手机在裤兜里震了一下。冉德衡掏出来,是龙哥发来的短信:“还有二十三小时。”
他盯着那行字,感觉心脏像被人攥住了,喘不过气。
不能再等了。
他咬咬牙,从草丛里钻出来,猫着腰往平房那边跑。
杂草刮过裤腿,发出沙沙的声响,在寂静的夜里格外刺耳。
平房的门虚掩着,一推就开。
里面黑得伸手不见五指。
他摸出手机,打开手电筒。
光柱在屋里扫过,照出满地杂物:破桌椅,烂麻袋,生锈的铁桶。
他凭着记忆,走到最里面的角落。
挪开那几个破麻袋,露出后面的墙——砖是松动的。
手有点抖。
他深吸一口气,把砖抽出来,伸手往洞里摸。
空的。
冉德衡心里一沉,又往里探了探,确实什么都没有。
东西呢?被姚斌拿走了?还是被别人拿走了?
他想起白天在单位,姚斌那副鬼鬼祟祟的样子。
问他包裹的事,他支支吾吾的,明显在隐瞒什么。
该死的姚斌!
冉德衡一拳砸在墙上,灰尘簌簌落下。
手背磕破了,渗出血,但他感觉不到疼。
现在怎么办?东西没了,拿什么跟龙哥交代?
他瘫坐在地上,背靠着冰冷的墙壁,感觉浑身发冷。
手机又震了。这次是女儿打来的。
冉德衡盯着屏幕上“小雨”两个字,手指颤抖着,半天没敢接。
铃声响了很久,自动挂了。紧接着,微信消息跳出来:“爸,你怎么不接电话?我手机好像被人偷了,刚去报了案。
警察说最近学校附近有小偷团伙,专偷大学生的手机。
你给我的生活费还在手机壳里夹着呢,两百多块钱呢【哭脸】”
冉德衡盯着这条消息,脑子里嗡的一声。
手机被偷了?这么巧?他想起龙哥昨天说的话:“你女儿那个苹果手机挺漂亮的,最新款吧?年轻人就是喜欢赶时髦。”
当时他还没在意,现在想来,那分明是威胁。
他赶紧回拨过去,电话通了。
“爸!”冉小雨的声音带着哭腔,“我手机真丢了,刚买的……”
“人没事吧?”冉德衡急声问,“有没有受伤?有没有人跟踪你?”
“我没事啊,就是手机丢了。”
女儿疑惑道,“爸,你怎么这么紧张?”
“没事就好,没事就好。”
冉德衡松了口气,“钱丢了就丢了,人安全最重要。这几天你少出门,就在宿舍待着,听见没?”
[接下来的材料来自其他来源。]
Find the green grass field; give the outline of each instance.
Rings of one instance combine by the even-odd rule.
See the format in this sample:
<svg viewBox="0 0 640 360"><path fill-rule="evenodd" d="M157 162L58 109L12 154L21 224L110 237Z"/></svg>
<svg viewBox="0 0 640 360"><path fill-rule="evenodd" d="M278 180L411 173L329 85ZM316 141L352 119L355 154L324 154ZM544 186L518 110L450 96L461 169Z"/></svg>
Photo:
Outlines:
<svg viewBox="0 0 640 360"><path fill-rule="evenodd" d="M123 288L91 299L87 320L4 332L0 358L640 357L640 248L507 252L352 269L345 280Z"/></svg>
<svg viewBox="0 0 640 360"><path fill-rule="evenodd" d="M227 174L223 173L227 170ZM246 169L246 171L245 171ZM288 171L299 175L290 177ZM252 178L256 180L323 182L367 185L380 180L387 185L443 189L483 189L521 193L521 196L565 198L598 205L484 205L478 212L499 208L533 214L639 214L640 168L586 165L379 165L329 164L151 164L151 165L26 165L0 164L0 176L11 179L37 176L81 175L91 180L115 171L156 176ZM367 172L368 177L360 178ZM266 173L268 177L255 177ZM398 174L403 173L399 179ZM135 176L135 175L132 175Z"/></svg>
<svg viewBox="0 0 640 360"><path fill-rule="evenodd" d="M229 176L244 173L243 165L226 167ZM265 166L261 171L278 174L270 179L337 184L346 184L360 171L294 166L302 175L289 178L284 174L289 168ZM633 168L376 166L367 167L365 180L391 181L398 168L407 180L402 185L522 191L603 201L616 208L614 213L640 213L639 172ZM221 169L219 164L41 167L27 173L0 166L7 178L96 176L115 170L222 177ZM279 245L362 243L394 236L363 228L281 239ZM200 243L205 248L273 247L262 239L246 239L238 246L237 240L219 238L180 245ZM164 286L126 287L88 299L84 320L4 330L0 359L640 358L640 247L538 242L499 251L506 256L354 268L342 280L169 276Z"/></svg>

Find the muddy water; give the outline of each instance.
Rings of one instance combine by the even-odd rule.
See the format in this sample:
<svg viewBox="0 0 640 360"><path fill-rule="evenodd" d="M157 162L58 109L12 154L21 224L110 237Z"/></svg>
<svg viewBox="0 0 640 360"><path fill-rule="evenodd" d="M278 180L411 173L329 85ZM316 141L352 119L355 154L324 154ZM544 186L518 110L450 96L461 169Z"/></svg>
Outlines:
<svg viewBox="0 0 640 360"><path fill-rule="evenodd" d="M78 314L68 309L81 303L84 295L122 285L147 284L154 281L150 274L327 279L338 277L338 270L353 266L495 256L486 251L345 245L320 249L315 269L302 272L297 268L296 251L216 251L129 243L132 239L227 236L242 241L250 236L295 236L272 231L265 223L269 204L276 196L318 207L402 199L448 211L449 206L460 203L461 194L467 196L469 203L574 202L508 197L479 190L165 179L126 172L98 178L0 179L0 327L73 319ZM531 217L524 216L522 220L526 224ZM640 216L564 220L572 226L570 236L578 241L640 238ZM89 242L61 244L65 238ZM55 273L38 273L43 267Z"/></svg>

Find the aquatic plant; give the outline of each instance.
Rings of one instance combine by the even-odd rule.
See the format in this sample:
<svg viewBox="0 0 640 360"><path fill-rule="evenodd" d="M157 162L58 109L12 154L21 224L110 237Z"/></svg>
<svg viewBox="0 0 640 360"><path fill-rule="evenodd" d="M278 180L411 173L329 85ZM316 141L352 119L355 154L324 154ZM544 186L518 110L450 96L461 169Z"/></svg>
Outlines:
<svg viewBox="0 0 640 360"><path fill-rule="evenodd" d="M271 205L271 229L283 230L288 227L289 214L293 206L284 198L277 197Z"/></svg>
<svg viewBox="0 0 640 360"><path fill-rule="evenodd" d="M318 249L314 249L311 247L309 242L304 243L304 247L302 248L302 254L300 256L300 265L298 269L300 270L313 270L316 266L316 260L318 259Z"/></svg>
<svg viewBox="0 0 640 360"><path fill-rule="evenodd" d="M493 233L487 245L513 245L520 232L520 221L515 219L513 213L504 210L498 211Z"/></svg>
“哦……”女儿不情不愿地应着,“爸,你是不是有什么事瞒着我?最近你老是奇奇怪怪的。”
“我能有什么事?就是工作忙。”
冉德衡强装镇定,“对了,你妈给你的那张银行卡,带在身上吗?”
“在啊,怎么了?”
“把那卡里的钱都取出来,存到你同学的卡里。”冉德衡压低声音,“记住,别用Atm机,去柜台办。办完把卡剪了扔了。”
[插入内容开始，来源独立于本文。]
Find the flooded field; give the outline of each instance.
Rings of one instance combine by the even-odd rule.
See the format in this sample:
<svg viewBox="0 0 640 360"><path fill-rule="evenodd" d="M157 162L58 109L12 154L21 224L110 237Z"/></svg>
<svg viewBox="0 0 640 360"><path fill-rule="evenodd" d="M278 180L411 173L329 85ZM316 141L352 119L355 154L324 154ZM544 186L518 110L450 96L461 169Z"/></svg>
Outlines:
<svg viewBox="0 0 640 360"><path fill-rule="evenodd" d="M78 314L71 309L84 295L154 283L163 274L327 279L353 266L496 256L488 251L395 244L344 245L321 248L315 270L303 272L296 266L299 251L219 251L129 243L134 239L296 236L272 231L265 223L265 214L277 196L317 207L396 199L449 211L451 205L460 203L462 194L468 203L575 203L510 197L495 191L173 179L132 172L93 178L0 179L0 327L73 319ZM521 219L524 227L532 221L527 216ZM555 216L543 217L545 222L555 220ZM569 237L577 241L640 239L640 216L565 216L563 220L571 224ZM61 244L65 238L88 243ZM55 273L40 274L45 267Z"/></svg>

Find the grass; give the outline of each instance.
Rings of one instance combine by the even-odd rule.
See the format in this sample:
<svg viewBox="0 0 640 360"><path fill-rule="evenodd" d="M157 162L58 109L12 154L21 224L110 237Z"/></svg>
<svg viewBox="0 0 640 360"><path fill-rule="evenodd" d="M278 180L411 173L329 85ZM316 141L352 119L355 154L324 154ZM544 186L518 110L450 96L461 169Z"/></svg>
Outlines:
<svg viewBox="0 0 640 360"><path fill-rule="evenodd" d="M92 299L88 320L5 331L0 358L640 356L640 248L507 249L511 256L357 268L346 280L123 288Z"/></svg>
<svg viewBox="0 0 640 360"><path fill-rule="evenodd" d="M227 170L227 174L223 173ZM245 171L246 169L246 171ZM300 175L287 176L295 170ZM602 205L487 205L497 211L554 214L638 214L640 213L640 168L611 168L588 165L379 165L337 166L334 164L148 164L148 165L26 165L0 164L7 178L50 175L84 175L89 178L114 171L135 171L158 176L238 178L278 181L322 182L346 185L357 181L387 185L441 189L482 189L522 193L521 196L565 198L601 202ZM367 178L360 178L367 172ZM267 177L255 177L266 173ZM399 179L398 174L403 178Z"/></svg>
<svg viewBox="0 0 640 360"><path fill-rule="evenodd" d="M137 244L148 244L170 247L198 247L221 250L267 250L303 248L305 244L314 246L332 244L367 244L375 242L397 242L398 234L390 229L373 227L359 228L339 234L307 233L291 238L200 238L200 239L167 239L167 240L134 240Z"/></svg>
电话那头沉默了。过了好几秒,冉小雨才开口,声音都变了:“爸……你到底怎么了?是不是出事了?”
“没事,就是防患未然。”冉德衡说,“听爸的话,赶紧去办。办完了给我发个消息,用同学的手机。”
“……好。”
挂了电话,冉德衡靠在墙上,感觉浑身虚脱。
女儿起疑心了。也是,他最近的表现太反常,三天两头打电话,说话吞吞吐吐,是个人都会觉得不对劲。
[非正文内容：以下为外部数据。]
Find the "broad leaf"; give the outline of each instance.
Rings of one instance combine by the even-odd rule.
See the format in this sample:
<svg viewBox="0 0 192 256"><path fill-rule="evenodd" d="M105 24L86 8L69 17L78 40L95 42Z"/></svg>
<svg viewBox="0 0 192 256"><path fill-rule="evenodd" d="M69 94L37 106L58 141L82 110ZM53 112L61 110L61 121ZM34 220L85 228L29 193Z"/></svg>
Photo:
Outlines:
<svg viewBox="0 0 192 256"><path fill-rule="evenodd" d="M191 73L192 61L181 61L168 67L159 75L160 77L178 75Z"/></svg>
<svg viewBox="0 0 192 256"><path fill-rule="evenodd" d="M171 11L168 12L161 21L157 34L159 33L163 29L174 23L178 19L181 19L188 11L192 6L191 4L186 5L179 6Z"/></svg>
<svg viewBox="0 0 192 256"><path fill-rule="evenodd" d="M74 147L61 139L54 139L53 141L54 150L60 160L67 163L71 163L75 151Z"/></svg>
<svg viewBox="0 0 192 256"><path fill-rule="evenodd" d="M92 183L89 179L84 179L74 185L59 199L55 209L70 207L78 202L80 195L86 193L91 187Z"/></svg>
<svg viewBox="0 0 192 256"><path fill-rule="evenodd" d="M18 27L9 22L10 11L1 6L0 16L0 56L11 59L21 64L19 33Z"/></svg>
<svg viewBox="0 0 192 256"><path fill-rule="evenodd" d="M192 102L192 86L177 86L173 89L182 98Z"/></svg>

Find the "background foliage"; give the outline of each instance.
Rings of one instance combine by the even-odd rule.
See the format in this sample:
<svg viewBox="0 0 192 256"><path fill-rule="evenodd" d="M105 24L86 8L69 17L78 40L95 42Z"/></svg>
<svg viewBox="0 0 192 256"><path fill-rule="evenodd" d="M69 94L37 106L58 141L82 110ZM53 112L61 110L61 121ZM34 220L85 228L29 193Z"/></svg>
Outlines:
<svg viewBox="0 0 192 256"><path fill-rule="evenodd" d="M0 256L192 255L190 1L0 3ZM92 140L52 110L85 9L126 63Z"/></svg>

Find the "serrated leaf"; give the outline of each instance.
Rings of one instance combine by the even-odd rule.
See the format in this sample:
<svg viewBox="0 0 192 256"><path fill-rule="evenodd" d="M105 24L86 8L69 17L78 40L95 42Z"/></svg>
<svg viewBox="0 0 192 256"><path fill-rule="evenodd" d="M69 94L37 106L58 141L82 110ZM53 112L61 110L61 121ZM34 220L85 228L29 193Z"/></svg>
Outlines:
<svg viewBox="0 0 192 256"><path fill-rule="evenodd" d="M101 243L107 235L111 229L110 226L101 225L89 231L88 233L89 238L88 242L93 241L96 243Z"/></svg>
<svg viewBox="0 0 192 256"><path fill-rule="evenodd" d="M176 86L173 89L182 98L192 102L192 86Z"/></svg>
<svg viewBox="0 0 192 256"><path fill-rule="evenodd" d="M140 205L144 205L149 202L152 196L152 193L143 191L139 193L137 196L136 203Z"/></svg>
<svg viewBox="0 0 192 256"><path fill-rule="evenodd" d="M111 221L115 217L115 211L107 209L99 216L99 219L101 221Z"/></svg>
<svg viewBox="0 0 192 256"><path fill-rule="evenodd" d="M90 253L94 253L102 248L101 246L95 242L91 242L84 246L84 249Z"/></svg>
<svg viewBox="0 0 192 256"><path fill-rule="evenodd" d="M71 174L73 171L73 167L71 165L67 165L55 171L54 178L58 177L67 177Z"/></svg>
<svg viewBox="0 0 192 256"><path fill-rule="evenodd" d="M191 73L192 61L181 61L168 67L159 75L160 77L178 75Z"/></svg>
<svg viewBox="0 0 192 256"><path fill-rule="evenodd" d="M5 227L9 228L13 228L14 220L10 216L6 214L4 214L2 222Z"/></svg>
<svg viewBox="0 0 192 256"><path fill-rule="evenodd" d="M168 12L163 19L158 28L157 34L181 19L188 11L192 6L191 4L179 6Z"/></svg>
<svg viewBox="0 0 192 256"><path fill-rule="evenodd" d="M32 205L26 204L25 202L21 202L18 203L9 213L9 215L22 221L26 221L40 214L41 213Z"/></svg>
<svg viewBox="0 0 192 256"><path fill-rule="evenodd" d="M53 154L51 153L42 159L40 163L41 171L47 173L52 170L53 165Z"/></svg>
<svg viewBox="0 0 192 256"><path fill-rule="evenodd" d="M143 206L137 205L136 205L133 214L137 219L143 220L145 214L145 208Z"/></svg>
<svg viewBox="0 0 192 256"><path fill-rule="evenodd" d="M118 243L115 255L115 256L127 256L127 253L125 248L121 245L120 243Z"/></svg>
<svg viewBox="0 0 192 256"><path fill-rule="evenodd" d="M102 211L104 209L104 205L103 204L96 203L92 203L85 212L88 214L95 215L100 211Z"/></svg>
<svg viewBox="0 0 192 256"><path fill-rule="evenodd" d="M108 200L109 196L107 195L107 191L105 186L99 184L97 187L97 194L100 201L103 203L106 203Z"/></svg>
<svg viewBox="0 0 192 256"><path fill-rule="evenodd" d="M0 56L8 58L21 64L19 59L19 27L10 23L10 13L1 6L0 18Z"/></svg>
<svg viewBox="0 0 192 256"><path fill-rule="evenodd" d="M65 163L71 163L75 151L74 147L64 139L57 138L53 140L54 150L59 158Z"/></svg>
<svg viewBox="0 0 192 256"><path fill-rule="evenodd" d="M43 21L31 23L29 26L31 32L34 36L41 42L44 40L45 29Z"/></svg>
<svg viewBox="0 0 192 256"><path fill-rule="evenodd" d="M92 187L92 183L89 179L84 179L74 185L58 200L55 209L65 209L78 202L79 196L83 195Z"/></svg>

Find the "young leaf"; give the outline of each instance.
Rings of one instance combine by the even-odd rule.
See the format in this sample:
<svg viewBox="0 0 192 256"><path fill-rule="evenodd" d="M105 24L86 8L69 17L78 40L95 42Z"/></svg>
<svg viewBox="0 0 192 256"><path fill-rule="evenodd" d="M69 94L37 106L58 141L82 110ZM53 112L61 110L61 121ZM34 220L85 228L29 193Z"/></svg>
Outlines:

可他能怎么办?告诉女儿她爸欠了一屁股赌债,现在被黑社会逼着当内鬼?告诉女儿她随时可能被人绑架?
他说不出口。
手机又震了,这次是微信视频。
他手忙脚乱地接起来,屏幕里出现女儿的脸,背景是宿舍。
她眼睛红红的,明显哭过。
“爸,你是不是欠人钱了?”冉小雨直接问。
冉德衡张了张嘴,没出声。
“我就知道。”
女儿眼泪掉下来,“上周你找我借钱,说是单位集资建房。可你一个副局长,需要找我一个大二学生借钱?爸,你跟我说实话,到底欠了多少?”
“……一百多万。”冉德衡艰难地吐出这个数字。
屏幕里,女儿倒吸一口凉气。
“怎么欠的?赌钱?”
冉德衡点头。
冉小雨捂住脸,肩膀开始抖动。
过了好一会儿,她才放下手,眼睛肿得像核桃:“爸,你糊涂啊!妈要是知道了,得多伤心!”
“别告诉你妈。”
冉德衡赶紧说,“她身体不好,受不了刺激。”
“那现在怎么办?一百多万,咱们家砸锅卖铁也还不上啊!”
“我在想办法。”
冉德衡说,“小雨,你听爸的话,这几天一定要小心。陌生人搭话别理,晚上别出门,宿舍门锁好……”
“爸!”冉小雨打断他,“你是不是惹上黑社会了?”
冉德衡沉默。
这就是默认了。
视频里,女儿的脸瞬间惨白。
“报警吧。”她说,“咱们报警。”
“不能报警。”冉德衡摇头,“报警了,他们第一个找你。小雨,爸已经错了,不能再连累你。”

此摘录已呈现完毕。